The desert is a creamy blur. We are in ‘Chauffeur’ mode, of course, a kinda-virtue-signalling setting (it will make more sense when the long wheelbase arrives in 2023). Chauffeur mode has automatically toggled the G90’s throttle response, and adjusted the three-setting multi-chamber air suspension to its plushest level. We surge, but we make no sudden movements. The G90 has holistically calibrated settings, including mood lighting, to calibrate your frame of mind. 

Fun gimmick. Serious engine

The engine is marvellous. Sonorous in moments, if you make enquiries with your right ankle. But mostly muted. The first generation’s 5L V8 is gone, but the lazy capability remains. Insofar as the engine is important in a car like the G90 – and it is – the only KPI is that you must have access to more power than necessary at all times. It is a familiar KPI, presumably, to the more than 200 “super VIP” customers – royals, billionaires, assorted Illuminati – to which Genesis has delivered cars across the Middle East.

Hyundai GENESIS G90

Powered by a 280kW twin-turbo 3.5L V6, with a second 305kW version of the same engine available, and boosted by an electric supercharger, the G90 is never unsettled. It steers with all four wheels. The ride quality is divine, and momentum is achieved effortlessly, quietly and without fuss.

Outside it is 45°C, and other men in trashed Camrys battle the heat. Outside there are the lush, irrigated green slashes of date farms, but also dust storms and mainfestations of global warming.

We are inside, where the G90 distracts marvellously from the world’s injustices and ills, which is the point, even if not overtly. Executive saloon buyers are invariably on the better side of that ledger. Still, the world’s ills can be a bummer; its injustices a drag. 

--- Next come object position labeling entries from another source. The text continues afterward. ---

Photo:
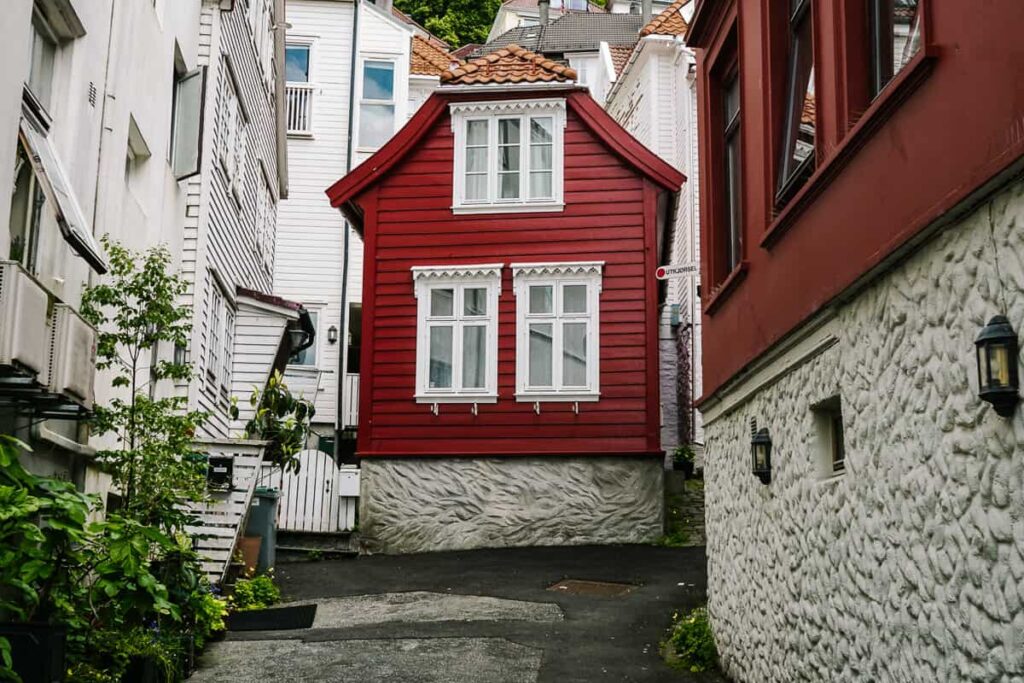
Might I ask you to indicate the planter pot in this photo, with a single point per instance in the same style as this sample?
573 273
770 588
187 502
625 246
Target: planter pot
250 545
38 650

The G90’s external design is commanding, with an innovative one-piece clamshell hood to eliminate panel gap and scotch wind noise. It has two headlight slivers of 200 micro-optic lenses a side, and a tucked semi-ducktail rump that’s almost vaguely Saab-ish.

The G90 is well placed to take the fight to its Teutonic and Nipponese rivals. It is packed with technology. It wows with its bank of screens, a 12.3-inch digital binnacle aligning seamlessly with a second 12.3-inch infotainment display. (Although, honestly, by rights, they should go all the way across to the opposite A-pillar, giving front-seat passengers an expanse of their own to jab at.) But in a fight against the establishment, in this arena, each battle is usually held on their terms. Disruption is hard.

Hyundai GENESIS G90

“The G90 will set a new global standard for Genesis as a truly global luxury brand,” said Graeme Russell, Genesis’s Chief Brand Officer, at the pre-drive presentation. 

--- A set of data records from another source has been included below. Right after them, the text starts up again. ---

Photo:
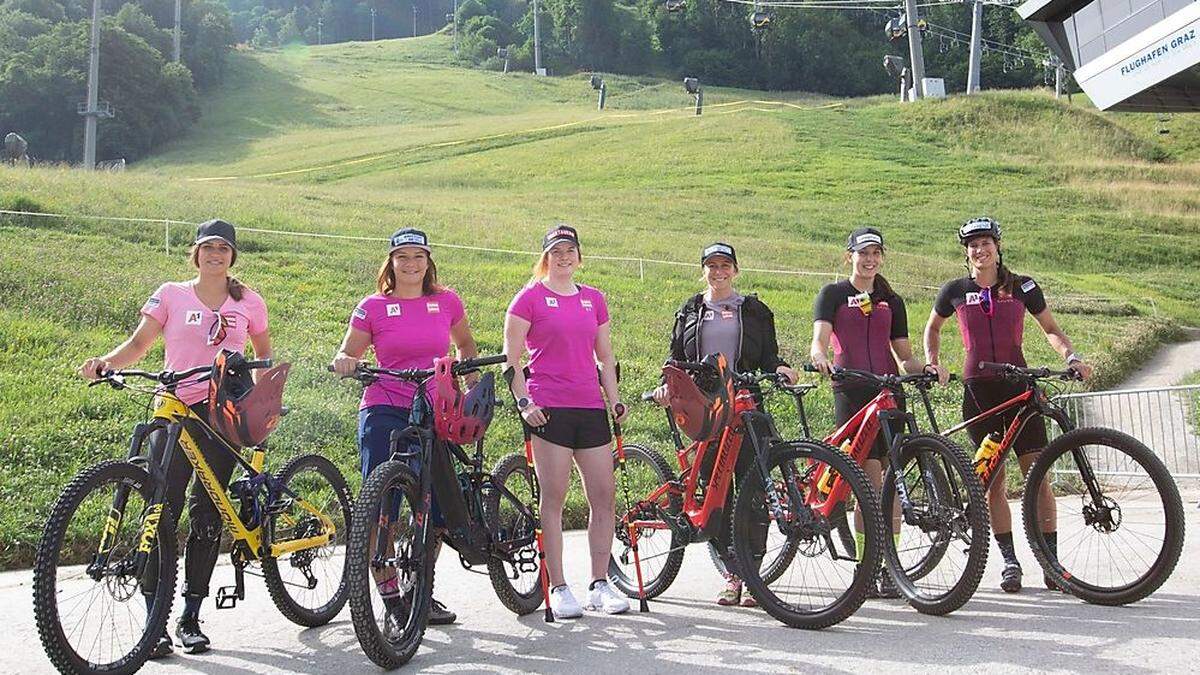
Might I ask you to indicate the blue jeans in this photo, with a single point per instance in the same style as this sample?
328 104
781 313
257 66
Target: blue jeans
376 424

“That is as it is,” said an Arabic luxury reviewer, “but how can you make ground on Mercedes and BMW and Lexus? As a challenger brand, surely brand perception is your greatest obstacle?”

The question, of course, was clever – and unfair. The answer, which Russell surely can’t say, is that these things take time.
It took Hyundai close to a decade of approaching Japanese build quality for their reputation to leap. 

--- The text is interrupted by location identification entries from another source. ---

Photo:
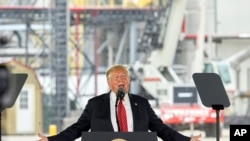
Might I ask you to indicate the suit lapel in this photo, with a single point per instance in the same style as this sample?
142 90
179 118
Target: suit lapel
135 111
106 104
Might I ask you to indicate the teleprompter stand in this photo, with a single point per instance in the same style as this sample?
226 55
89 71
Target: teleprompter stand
119 136
212 94
11 93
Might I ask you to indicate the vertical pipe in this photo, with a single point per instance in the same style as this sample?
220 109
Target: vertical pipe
96 45
133 53
77 20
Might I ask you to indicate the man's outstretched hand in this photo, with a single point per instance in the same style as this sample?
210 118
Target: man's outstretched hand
42 137
196 138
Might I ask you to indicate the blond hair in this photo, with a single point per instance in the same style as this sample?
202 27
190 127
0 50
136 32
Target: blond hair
116 67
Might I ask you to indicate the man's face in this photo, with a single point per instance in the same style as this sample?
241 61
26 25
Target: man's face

Russell waffled: “I believe we can meet the quality of the product with the brand”.What he meant was: “Haha! We are going to undercut them on price”.

And so they are. Swallow your Downunder bitterness and Luxury Tax shock, and consider that, in America, the G90 begins at around $US88K. The 7 Series is at least US$5K more. A base S Class another US$22K+. Good luck to them. 

Ensconced in the front passenger seat, my lower back is being lovingly kneaded by a gloriously firm lumbar massage feature, and the 26-speaker B&O system has replicated the 3D acoustics of the Boston Symphony Hall. Gentle ocean sounds soothe me. The onboard fragrance diffuser has perfumed the cabin with one of three choices of unique and relaxing scents, while a purifier filtering exterior air prevents any waft of the outside world from taking a bone saw to my buzz.

My senses are alive, yet the real world could hardly be further away. 

The G90 is magnificent. Until you have to get out.